Tuesday, April 1, 2008

I think that Paul Bonart was without any question the single most intelligent person I have ever met. What was so particularly remarkable about him was that, unlike many intelligent people--men particularly--he had a genuine humility about him. Mind you, he had strong opinions that he was never afraid to voice, and it was difficult to win him around to a way of thinking that was not his. But he always respected an intelligent and arrived-at point of view in another person, even as he disagreed with you.

The other indelible thing about Paul was his great and abiding kindness and warmth as a human being. I believe that no-one has ever put it more succinctly than Jean Jacques Rousseau who wrote: "What wisdom can you find that is greater than kindness?" Indeed, this quote describes Paul in a nut-shell, and that kindness shown out of him like a beacon.

I had the singular privilege to know Paul from the time I was a little boy. He and Bertha were my Parent's great friends, their history being linked all the way back to political days in pre-Nazi Germany. I remember the Bonarts visiting us when I was five, or maybe six, and I vividly remember how they came from Rochester to Sacramento when my Father died in 1956. Indeed, I can hardly remember a time when Bertha and Paul were not part of our lives, even if just in letters.

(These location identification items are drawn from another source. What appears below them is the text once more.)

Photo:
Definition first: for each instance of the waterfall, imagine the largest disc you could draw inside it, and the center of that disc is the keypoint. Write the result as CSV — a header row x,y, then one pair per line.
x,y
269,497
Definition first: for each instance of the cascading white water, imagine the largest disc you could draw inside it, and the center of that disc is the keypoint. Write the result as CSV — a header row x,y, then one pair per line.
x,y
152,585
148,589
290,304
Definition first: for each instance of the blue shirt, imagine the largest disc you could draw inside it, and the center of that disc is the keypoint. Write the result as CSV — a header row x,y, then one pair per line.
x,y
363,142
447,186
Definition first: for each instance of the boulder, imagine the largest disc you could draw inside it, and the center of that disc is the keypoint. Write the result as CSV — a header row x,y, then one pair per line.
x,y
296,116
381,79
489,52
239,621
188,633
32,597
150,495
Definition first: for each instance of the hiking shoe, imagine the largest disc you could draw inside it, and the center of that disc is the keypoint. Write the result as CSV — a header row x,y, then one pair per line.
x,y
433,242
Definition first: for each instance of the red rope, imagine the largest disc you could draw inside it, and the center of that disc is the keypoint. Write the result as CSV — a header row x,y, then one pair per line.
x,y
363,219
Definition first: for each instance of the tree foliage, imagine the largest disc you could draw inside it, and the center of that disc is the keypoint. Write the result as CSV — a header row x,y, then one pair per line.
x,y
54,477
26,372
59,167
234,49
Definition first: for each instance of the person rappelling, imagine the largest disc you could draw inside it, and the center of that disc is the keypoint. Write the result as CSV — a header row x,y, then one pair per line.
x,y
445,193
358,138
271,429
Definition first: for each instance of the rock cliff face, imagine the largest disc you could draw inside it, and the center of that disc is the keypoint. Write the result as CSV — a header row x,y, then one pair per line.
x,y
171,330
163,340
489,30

I valued them not only as friends of the family, but as inspiring role models (along with my own Parents, and our dear friends Thelma and Irving Wiener) for what a successful relationship between two deeply committed human beings should look like. The way that these couples supported and believed in one-another and the way they interacted as separate but equal entities was truly revelatory. And when Paul and Margaret married, after the deaths of their beloved spouses, their relationship entered that same constellation.

When Paul and Margaret moved to Huntington Beach I was selfishly sorry, realizing that I might never see them again. We continued our contact with phone calls and letters, and particularly after my beloved Mother died in 2001, Paul was my very last link to the world of my Parents.

I was especially proud of him for writing the book that everyone else found too painful to write--the unvarnished history of the ISK, and of the events that led up to the Hitler debacle. Unlike others in this movement whose memories became curiously selective when recalling history, Paul was unafraid to speak the truth. And speak it he did, with precision and clarity and courage.

For years, whenever Bertha and Paul and my Mother would get together the conversation would invariably turn to their shared history; and what always amazed me was how reluctant they had been to tell lies, EVEN TO SAVE THEIR OWN LIVES. The moral stature that this implied staggered me, and made me feel as tho they were giant beings from another age of the world. And I believe they were.

And now Paul is gone, the last of the last. But he leaves a huge legacy of friendship and kindness and honor that few people could have amassed, even over a life-span of twice 97 years. And although we will never hear his kind and unmistakable "Hello" again, or receive a silly forwarded email, or a cogent & concisely worded assessment of the current political situation, he will continue to shine brightly for those of us who had the very singular privilege to know and love him.